Novos micróbios emergem ou reemergem constantemente, Anthony S. Fauci, o director do Instituto Nacional de Alergia e Doenças Infecciosas dos Estados Unidos, esclareceu ao The Washington Post em 2015, quando as primeiras descobertas dos investigadores do solo gélido foram divulgadas.

“Este é um facto do nosso planeta e da nossa existência”, afirmou. “A descoberta de novos vírus no solo não é muito diferente de tudo isto”. A sua relevância dependerá de uma sequência de acontecimentos improváveis: o vírus congelado deve ser capaz de infectar humanos, deve então [causar doenças], e deve ser capaz de se espalhar eficientemente de humano para humano. Isto pode acontecer, mas é muito improvável”.

Mais problemáticos, dizem muitos virologistas, são os vírus dos tempos modernos que infectam pessoas e levam a doenças, por vezes, difíceis de controlar, tais como o Ébola, a cólera, a dengue e mesmo a gripe comum. Os vírus que causam doenças em seres humanos têm poucas probabilidades de sobreviver ao ciclo de descongelamento e congelamento repetidos que acontece ao nível da superfície do solo gélido.
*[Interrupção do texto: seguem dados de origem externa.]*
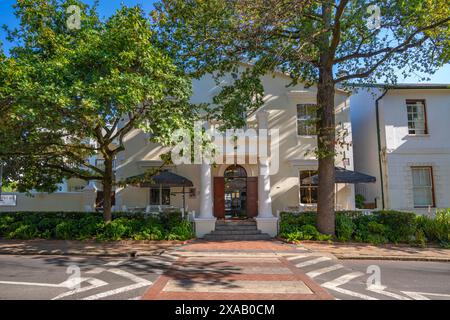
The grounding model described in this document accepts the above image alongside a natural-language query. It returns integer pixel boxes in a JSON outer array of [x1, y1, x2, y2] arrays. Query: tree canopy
[[153, 0, 450, 234], [0, 0, 197, 221]]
E a propagação em mosquitos e carraças que tem estado ligada ao aquecimento global é mais susceptível de infectar os seres humanos com agentes patogénicos, defendem alguns especialistas.

Um vírus extinto “parece ser um risco baixo comparado com o grande número de vírus que circulam entre vertebrados em todo o mundo e que provaram ser ameaças reais no passado, e onde eventos semelhantes podem acontecer no futuro, uma vez que ainda nos falta um quadro para reconhecer os que estão à frente do tempo”, afirma Colin Parrish, virologista da Universidade de Cornell e presidente da Sociedade Americana de Virologia.